Historian Richard Hofstadter described this mindset in his landmark essay The Paranoid Style in American Politics, tracing it back to 18th-century fears of the Illuminati. Hofstadter observed that conspiracy theories often flourish on the political right and in times of economic anxiety. The pattern remains strong. A 2023 YouGov poll found that 41 percent of Americans believe “a single group of people secretly control events and rule the world together.” Republicans were significantly more likely to embrace these views—twice as many, for example, believe COVID-19 vaccines contain microchips.
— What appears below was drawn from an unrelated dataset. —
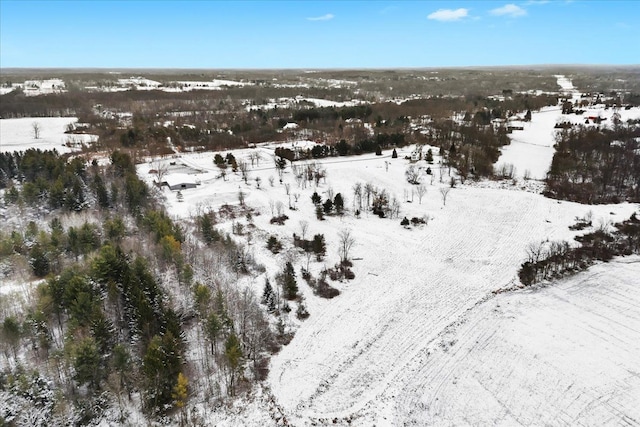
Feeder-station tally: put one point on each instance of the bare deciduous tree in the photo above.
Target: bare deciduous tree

Trump exploits these fears to win at all costs. He is unique among presidents in his willingness to inflame and frighten voters. Fear and anger reliably drive turnout. And because his hold on the GOP depends on his most fervent MAGA supporters, he cannot abandon the conspiracies that keep them loyal.
His administration reflects this mindset. Trump surrounds himself with figures like Laura Loomer, who promoted the idea that COVID was a “plandemic,” and senior appointees such as FBI Director Kash Patel and trade adviser Peter Navarro, who insist the 2020 election was rigged and that a “deep state” secretly controls government.
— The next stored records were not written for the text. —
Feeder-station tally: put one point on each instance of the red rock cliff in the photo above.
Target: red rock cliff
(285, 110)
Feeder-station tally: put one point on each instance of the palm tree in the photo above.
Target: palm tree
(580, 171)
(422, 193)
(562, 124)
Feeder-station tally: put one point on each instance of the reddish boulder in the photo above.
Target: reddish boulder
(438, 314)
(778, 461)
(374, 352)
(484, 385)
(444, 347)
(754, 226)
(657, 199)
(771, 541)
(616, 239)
These beliefs translate directly into policy. At the Environmental Protection Agency, Administrator Lee Zeldin is rolling back efforts to combat climate change, acting on Trump’s baseless claim that climate science is a Chinese ploy. Ironically, major industry groups—including the American Petroleum Institute and leading utilities—say they prefer stable national regulations to the uncertainty of deregulation.
Health policy is also infected. Longtime vaccine skeptic Robert F. Kennedy Jr., Trump’s Secretary of Health and Human Services, has dismantled vaccine advisory committees and made it harder for Americans to access lifesaving shots. Yet polls show that three-quarters of Americans distrust Kennedy’s approach, and lawmakers from both parties are pushing back.
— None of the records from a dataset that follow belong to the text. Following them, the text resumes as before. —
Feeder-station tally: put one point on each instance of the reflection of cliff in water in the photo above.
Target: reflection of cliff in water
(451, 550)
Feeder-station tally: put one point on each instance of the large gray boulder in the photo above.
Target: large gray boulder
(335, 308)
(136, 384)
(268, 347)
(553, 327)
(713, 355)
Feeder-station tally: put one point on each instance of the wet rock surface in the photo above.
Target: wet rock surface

At the Justice Department, Attorney General Pam Bondi struggles to reconcile Trump’s Epstein-related accusations with the facts. Trump has floated claims that Democrats, not his own associates, were tied to Epstein’s crimes, promising—but never delivering—secret evidence.
The political damage is real. Trump’s relentless lies about election fraud have eroded public confidence in democracy itself. Before his first campaign, only 27 percent of Republicans said they trusted vote counts. That figure doubled after he won—but even then, barely half expressed confidence. A Pew survey now finds that only 34 percent of Americans believe most people can be trusted.
Government by conspiracy has consequences beyond Washington. Florida’s Surgeon General Joseph Ladapo, echoing Trump’s anti-vaccine rhetoric, proudly said he relied on “absolutely not” a shred of medical research when calling to repeal school vaccine mandates.
Trump’s politics of paranoia have backfired at times—his Epstein claims may yet entangle him—but the broader damage is clear. He has mainstreamed suspicion, rewarded fear, and left America more divided and distrustful. By cutting research on misinformation, his administration virtually guarantees that more conspiracy theories will bloom.